O nosso drama é que o repertório da esquerda
brasileira se resume aos horizontes democratistas e campistas. Há vários tipos
de cada um deles. O critério comum dos democratistas é a paixão liberal pelas
instituições da democracia representativa. Esse alinhamento desemboca,
irremediavelmente, em capitulação ao imperialismo. A história já deixou gravada
em pedras graníticas que qualquer sociedade em que triunfe uma revolução social
terá que limitar as liberdades da classe dominante, senão o novo regime
desmorona sob dupla pressão interna e externa. Evidentemente, medidas de força
sobre os capitalistas são mais efetivas e legítimas quando a elas são
associadas medidas de ampliação da mobilização popular.
O critério comum a todos os campismos foi a escolha
de uma contradição predominante, os interesses diplomáticos de um Estado no
sistema internacional, à qual as outras contradições – como o antagonismo entre
capital e trabalho em cada sociedade – estariam permanentemente subsumidas. As
lutas de classes em cada região do mundo deveriam estar subordinadas às razões
de Estado. Em consequência, as lutas dos trabalhadores e da juventude contra a
opressão burocrática, nos países com economias pós-capitalistas, eram
desconsideradas como uma expressão da manipulação das reivindicações populares
pela contrarrevolução, que pretendia derrubar os governos socialistas.

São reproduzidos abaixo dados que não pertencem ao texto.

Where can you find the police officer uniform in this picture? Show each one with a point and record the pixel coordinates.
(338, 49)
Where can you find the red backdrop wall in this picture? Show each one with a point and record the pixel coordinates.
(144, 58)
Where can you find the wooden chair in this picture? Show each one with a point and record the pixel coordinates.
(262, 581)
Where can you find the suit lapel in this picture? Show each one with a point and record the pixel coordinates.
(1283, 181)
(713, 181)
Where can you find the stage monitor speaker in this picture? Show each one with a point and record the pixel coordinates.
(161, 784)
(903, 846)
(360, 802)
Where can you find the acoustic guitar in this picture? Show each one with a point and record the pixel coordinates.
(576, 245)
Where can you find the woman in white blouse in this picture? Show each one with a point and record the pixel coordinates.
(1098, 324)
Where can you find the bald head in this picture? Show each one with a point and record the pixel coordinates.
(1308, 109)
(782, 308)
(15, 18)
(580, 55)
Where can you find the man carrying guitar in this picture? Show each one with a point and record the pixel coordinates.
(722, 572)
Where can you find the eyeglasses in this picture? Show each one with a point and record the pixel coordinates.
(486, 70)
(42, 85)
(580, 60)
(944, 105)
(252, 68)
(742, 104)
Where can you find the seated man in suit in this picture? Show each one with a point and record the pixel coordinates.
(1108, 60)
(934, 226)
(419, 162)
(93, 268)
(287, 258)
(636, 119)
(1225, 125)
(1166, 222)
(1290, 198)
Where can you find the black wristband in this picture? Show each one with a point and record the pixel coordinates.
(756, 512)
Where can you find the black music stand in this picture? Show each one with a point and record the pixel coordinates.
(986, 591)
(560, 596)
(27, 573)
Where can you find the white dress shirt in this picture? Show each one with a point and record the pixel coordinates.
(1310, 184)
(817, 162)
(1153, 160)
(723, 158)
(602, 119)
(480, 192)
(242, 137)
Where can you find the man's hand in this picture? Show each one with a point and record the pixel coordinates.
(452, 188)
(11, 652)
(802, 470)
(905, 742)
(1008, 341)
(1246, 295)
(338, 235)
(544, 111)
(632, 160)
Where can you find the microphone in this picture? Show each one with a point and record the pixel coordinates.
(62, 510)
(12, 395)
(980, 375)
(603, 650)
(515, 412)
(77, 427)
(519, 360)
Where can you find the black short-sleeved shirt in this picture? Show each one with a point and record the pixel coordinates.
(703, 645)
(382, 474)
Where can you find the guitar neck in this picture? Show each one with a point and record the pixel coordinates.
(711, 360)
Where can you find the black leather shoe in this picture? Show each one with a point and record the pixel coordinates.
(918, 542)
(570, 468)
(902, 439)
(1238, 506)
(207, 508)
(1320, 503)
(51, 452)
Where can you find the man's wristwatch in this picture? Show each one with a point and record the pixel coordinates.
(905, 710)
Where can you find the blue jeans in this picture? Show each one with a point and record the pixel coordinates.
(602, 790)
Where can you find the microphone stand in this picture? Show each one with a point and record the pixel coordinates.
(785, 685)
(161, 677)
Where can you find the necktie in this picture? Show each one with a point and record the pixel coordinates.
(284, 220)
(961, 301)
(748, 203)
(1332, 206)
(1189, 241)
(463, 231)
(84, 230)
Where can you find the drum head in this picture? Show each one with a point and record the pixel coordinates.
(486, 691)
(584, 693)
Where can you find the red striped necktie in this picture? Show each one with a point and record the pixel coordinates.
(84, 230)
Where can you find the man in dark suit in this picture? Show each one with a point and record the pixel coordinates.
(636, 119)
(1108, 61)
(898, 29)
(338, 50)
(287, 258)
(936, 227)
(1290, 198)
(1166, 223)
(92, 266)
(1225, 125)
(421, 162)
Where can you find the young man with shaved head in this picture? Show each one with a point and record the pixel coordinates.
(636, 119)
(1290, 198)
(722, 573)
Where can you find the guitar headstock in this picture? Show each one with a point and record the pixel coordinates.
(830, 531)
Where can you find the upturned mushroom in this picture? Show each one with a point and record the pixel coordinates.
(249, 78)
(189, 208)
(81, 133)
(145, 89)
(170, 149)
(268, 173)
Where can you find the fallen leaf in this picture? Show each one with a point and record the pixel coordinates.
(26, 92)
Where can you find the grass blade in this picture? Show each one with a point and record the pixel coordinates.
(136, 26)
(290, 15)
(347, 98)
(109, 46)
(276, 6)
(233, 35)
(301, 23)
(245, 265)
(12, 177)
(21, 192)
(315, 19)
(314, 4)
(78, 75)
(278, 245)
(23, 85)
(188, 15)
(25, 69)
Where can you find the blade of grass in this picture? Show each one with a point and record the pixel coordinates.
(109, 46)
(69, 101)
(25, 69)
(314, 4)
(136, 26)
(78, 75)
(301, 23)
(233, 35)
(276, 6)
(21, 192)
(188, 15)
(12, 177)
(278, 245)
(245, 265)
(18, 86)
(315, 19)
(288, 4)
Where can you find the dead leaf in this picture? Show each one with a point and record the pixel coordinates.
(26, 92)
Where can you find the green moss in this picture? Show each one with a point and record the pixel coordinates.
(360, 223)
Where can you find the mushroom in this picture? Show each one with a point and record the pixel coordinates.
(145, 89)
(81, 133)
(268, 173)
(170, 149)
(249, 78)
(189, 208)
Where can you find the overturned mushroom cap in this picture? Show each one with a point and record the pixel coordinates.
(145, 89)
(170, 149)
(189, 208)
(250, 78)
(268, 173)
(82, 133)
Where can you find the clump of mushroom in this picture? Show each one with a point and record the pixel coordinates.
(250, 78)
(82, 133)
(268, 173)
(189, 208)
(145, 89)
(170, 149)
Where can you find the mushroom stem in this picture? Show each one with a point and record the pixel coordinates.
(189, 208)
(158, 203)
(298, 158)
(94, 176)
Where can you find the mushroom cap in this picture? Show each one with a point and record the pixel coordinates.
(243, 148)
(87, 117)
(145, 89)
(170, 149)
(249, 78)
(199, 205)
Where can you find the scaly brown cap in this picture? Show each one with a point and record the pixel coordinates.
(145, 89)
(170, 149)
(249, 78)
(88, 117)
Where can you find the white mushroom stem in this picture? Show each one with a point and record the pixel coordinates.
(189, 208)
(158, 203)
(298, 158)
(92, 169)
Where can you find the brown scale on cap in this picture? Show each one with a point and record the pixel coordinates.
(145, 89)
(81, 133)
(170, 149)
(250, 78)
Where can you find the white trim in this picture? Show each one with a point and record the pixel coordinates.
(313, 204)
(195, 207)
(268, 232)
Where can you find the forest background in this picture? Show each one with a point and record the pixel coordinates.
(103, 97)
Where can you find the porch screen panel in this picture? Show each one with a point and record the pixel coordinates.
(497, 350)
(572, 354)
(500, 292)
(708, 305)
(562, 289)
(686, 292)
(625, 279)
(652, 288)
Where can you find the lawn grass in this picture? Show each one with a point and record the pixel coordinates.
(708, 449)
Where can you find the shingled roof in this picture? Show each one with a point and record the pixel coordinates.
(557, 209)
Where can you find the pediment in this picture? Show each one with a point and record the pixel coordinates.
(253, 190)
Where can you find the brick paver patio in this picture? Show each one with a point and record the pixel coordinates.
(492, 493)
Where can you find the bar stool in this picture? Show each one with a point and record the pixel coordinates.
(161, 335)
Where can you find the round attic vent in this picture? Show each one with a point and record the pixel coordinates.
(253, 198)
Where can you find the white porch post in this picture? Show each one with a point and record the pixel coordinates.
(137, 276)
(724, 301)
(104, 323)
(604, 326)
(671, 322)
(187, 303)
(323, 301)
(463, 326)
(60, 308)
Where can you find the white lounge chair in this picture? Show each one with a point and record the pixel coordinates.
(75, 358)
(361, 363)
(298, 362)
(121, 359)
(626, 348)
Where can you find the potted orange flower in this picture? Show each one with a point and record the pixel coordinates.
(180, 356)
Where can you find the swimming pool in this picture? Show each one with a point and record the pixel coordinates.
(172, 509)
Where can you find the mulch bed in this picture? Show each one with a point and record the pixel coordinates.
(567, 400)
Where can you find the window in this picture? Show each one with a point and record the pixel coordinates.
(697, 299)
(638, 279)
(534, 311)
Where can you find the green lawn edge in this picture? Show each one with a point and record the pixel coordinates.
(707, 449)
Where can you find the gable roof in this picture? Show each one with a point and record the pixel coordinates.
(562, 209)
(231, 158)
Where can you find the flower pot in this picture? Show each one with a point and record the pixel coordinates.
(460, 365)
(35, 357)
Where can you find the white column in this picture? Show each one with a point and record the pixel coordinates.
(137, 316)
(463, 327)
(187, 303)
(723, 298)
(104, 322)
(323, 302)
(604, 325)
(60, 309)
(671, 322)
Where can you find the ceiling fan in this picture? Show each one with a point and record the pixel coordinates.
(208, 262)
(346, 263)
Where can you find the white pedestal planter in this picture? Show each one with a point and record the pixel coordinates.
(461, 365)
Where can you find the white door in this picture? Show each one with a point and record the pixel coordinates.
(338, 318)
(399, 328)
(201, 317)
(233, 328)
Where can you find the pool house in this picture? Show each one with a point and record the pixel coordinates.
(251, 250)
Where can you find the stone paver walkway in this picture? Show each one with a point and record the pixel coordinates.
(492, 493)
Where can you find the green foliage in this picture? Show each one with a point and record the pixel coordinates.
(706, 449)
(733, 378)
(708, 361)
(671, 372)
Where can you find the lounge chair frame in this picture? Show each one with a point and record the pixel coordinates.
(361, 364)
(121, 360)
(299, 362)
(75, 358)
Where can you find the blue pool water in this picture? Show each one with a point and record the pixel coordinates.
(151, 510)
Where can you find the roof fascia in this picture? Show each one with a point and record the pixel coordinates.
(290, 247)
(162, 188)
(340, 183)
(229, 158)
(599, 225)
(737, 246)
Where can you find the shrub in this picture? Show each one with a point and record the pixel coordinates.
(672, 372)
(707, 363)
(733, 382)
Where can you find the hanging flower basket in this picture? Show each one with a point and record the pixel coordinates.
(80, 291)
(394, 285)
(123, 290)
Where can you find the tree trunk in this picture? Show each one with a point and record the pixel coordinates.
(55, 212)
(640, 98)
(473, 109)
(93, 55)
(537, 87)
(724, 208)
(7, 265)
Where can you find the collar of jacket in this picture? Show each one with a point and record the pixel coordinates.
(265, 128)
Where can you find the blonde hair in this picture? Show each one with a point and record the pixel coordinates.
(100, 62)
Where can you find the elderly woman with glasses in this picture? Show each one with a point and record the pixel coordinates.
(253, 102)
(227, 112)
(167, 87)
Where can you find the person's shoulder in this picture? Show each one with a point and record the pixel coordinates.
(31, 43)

Uma insuperável divisão se estabeleceu durante
décadas entre as lutas no Ocidente e no Oriente, acabando de enterrar o
internacionalismo como um movimento político organizado, tal como tinha existido,
por exemplo, diante da revolução espanhola. A destruição do internacionalismo
com o divórcio das lutas no Ocidente e no Leste estão entre as derrotas mais
profundas do marxismo como movimento político e do movimento dos trabalhadores.
Não precisamos repetir os mesmos erros.